We did this by passing any number of Datasets as the argument of finalize_fields, indicating the frequencies for the Vocabularies should be counted on all of those datasets. Once finalize_fields is called on a Dataset instance, the Dataset iterates over all of its Fields, updates frequency counts of their Vocab instances (if they are used) on all given datasets.

In case the argument is left as None (default), the vocabularies will only be built on the dataset on which finalize_fields is called:

>>> train, dev, test = SST.get_dataset_splits()
>>> train.finalize_fields()
>>> print(train.field('text').vocab)
Vocab({specials: ('<UNK>', '<PAD>'), eager: False, is_finalized: True, size: 16284})
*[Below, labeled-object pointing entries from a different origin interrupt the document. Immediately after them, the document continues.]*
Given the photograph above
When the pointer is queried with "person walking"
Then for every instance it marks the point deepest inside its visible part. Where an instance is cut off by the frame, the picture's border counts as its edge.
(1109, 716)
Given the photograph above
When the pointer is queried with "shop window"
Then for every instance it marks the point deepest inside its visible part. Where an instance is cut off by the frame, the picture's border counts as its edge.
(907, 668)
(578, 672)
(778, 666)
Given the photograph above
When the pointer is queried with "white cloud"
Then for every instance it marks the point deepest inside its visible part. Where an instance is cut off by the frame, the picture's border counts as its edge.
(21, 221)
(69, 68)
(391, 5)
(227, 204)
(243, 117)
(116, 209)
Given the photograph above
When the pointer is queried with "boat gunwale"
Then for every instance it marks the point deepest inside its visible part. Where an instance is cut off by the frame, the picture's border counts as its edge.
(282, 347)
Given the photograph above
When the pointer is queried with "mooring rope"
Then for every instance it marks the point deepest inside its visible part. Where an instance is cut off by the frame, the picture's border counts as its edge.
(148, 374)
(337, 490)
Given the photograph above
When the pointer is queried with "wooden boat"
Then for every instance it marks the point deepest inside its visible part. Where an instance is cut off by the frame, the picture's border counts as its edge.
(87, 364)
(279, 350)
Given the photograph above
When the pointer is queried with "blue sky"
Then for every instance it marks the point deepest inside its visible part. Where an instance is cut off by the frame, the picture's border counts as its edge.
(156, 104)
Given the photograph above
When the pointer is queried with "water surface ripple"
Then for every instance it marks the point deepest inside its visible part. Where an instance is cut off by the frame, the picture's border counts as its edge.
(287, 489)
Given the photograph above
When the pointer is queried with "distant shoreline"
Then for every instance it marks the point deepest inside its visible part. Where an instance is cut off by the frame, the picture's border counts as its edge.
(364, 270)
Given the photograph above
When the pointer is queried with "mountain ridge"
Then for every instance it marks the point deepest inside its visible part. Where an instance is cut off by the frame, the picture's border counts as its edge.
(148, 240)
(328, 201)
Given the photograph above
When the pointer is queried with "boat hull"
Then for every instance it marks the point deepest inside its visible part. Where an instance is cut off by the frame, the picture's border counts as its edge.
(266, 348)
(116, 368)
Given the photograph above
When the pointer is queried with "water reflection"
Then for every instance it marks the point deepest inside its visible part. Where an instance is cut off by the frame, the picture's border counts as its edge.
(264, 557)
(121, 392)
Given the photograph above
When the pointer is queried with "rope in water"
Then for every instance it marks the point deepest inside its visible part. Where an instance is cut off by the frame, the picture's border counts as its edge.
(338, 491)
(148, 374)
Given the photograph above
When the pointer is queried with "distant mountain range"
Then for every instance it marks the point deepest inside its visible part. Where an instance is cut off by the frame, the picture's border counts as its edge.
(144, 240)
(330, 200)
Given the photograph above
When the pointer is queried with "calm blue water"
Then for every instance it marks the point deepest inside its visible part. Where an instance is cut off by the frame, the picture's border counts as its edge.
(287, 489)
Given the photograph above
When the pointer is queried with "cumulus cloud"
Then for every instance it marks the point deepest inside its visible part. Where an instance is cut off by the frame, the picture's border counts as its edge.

In this case, the Vocab was not built in the dev and test splits, preventing information leakage in some types of models. Another case where manual finalization of Fields is useful is Dataset concatenation. All in all, this line of boilerplate code allows a higher degree of control to the user.

Note

If your Dataset doesn’t use a Podium Vocab, you are not required to call finalize_fields.

Customizing Vocabs¶

We can customize Podium Vocabularies in one of two ways – by controlling their constructor parameters and by defining a Vocabulary manually. For the latter approach, the podium.Vocab class has two static constructors: podium.Vocab.from_itos() and podium.Vocab.from_stoi().

>>> from podium import Vocab
>>> custom_stoi = {'This':0, 'is':1, 'a':2, 'sample':3}
>>> vocab = Vocab.from_stoi(custom_stoi)
>>> print(vocab)
Vocab({specials: (), eager: False, is_finalized: True, size: 4})

This way, we can define a static dictionary which we might have obtained on another dataset to use for our current task. Similarly, it is possible to define a Vocab by a sequence of strings – an itos:

>>> from podium.vocab import UNK
>>> custom_itos = [UNK(), 'this', 'is', 'a', 'sample']
>>> vocab = Vocab.from_itos(custom_itos)
>>> print(vocab)
Vocab({specials: ('<UNK>',), eager: False, is_finalized: True, size: 5})

In this example we have also defined a Special token (Special tokens) to use in our vocabulary. Both of these static constructors are equivalent and can produce the same Vocab mapping.

We will now take a look at controlling Vocabs through their constructor parameters. In the previous code block we can see that the Vocab for the text field has a size of 16282. The Vocab by default includes all the tokens present in the dataset, whichever their frequency might be. There are two ways to control the size of your vocabulary:

  1. Setting the minimum frequency (inclusive) for a token to be used in a Vocab: the podium.Vocab.min_freq argument

  2. Setting the maximum size of the Vocab: the podium.Vocab.max_size argument

You might want to limit the size of your Vocab for larger datasets. To do so, define your own vocabulary as follows:

>>> from podium import Vocab
>>> small_vocabulary = Vocab(max_size=5000, min_freq=2)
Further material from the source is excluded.